Skills Training and Education
Over time, there has been increasing interest and recognition in SCI-related education during rehabilitation. Patient education aims to help patients reintegrate into the community and improve quality of life through instruction on a variety of topics (Bernet et al. 2018; van Wyk et al. 2015). Educational topics that are often addressed include: learning how to self advocate, how to prevent, recognize and respond to adverse health complications, as well as coping strategies (Bernet et al. 2018). As a result, patients learn how to manage their everyday life, take responsibility for their health and assume an active role in the treatment process (van Wyk et al. 2015). Consequently, patients may feel more motivated and confident in their abilities to deal with the physical and psychological consequences of a SCI (van Wyk et al. 2015).

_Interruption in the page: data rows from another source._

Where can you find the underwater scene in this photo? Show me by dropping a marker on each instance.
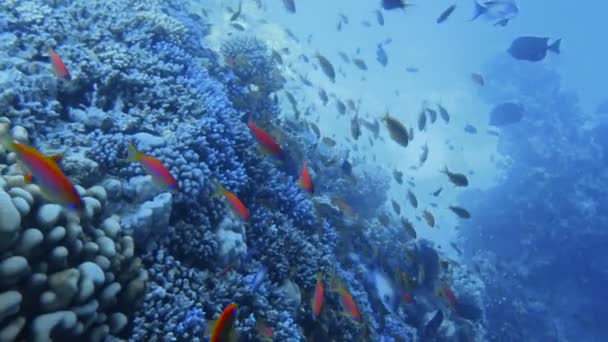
(303, 170)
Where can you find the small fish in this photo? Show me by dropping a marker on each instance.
(478, 79)
(237, 13)
(424, 155)
(470, 129)
(409, 228)
(457, 179)
(397, 130)
(429, 218)
(460, 212)
(340, 106)
(379, 18)
(224, 326)
(290, 6)
(53, 183)
(323, 96)
(259, 278)
(238, 208)
(396, 207)
(327, 67)
(422, 120)
(29, 178)
(443, 113)
(328, 141)
(160, 174)
(394, 4)
(360, 63)
(238, 26)
(349, 305)
(381, 55)
(59, 69)
(317, 300)
(446, 14)
(305, 180)
(355, 127)
(412, 198)
(265, 141)
(398, 175)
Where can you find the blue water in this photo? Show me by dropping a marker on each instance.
(225, 95)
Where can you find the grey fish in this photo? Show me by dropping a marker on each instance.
(381, 56)
(327, 68)
(290, 6)
(422, 120)
(443, 113)
(457, 179)
(412, 198)
(396, 130)
(460, 212)
(532, 49)
(360, 64)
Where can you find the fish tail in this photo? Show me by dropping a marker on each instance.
(479, 10)
(555, 46)
(133, 154)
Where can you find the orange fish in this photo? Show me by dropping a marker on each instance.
(477, 78)
(55, 186)
(305, 181)
(237, 207)
(160, 175)
(349, 305)
(59, 69)
(265, 141)
(317, 301)
(55, 157)
(224, 325)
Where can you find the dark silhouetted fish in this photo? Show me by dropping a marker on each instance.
(290, 6)
(360, 63)
(506, 113)
(381, 56)
(327, 68)
(446, 14)
(532, 49)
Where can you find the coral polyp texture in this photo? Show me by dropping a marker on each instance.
(63, 277)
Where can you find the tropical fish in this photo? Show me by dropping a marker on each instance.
(396, 130)
(305, 180)
(327, 67)
(457, 179)
(55, 186)
(265, 141)
(360, 63)
(533, 49)
(290, 6)
(477, 78)
(237, 207)
(429, 218)
(412, 198)
(224, 326)
(317, 300)
(394, 4)
(460, 212)
(59, 69)
(55, 157)
(348, 304)
(446, 14)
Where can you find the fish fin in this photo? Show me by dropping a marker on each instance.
(479, 10)
(133, 154)
(555, 46)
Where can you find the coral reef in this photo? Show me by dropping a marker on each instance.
(63, 277)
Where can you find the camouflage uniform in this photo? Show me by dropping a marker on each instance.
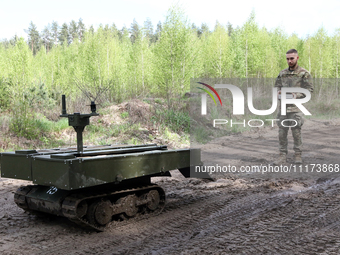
(299, 77)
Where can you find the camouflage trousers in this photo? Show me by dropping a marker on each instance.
(289, 120)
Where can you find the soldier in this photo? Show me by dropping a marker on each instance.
(293, 76)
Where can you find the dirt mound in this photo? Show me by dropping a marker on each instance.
(138, 110)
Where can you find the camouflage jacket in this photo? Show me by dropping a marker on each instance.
(299, 77)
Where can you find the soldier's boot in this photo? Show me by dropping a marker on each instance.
(298, 158)
(282, 159)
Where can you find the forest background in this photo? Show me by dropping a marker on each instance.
(112, 65)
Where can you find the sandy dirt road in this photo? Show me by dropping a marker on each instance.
(236, 214)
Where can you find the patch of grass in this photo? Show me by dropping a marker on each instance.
(124, 115)
(201, 134)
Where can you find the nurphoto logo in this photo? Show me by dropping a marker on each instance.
(286, 94)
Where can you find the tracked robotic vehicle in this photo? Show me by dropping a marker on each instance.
(94, 185)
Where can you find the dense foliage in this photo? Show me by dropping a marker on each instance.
(119, 64)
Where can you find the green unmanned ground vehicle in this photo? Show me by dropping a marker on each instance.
(94, 185)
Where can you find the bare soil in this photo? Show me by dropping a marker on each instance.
(251, 213)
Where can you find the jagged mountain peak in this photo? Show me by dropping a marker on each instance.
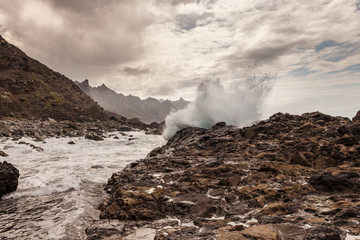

The efficacy of patient education in other chronic diseases, such as diabetes or arthritis, has been well documented. Multiple systematic reviews reported that patient education improves disease specific knowledge (Barlow et al. 2002; Bennett et al. 2009; Shaw et al. 2009; Coster & Norman 2009) and reduces symptoms (Deakin et al. 2005; Gibson et al. 2009; Riemsma et al. 2009; Warsi et al, 2004). However, a lack of research investigating the effects of patient education or educational strategies in individuals with SCI exists.
The majority of skills training and education literature found focused on upper limb function in wheelchair use. The methodological details and results from these studies are presented in Table 3.
The majority of studies evaluated the effects of wheelchair education on preventing shoulder pain or increasing wheelchair skills. Rice et al. (2014) tested the efficacy of providing educational training using the PVA Clinical Practice Guidelines for Preservation of Upper Limb Function among manual wheelchair users. As a result of educational training, individuals with new SCI were able to increase their wheelchair skills to improve push frequency and length. However, no significant differences were reported in Craig Handicap Assessment and Reporting Technique (CHART) scores. Similarly, Yeo and colleagues found a significant increase in wheelchair skills with educational training (2018). However, both of these studies did not utilize outcome measures reporting on quality of life via ADL task assessment or functional independence measures (FIM). One study found that shoulder exercise education improved shoulder pain, which may translate to improvements in QOL, however this was not objectively measured (Curtis et al. 1999). In summary, providing patient education may improve wheelchair skills and reduce shoulder pain, however, it is unclear whether this directly impacts patient quality of life.
Further research in this area should focus on: (1) practical components of the educational program, (2) determining if differences in propulsion skills result in improvements in pain and/or quality of life, and (3) determining if improvements are maintained over the long-term.
There is level 1b evidence (from two randomized controlled trials: Yeo et al. 2018; Rice et al. 2014) that education improves wheelchair skills.
There is level 2 evidence (from one randomized controlled trial: Curtis et al. 1999) that education about shoulder exercises reduces the intensity and duration of shoulder pain post SCI.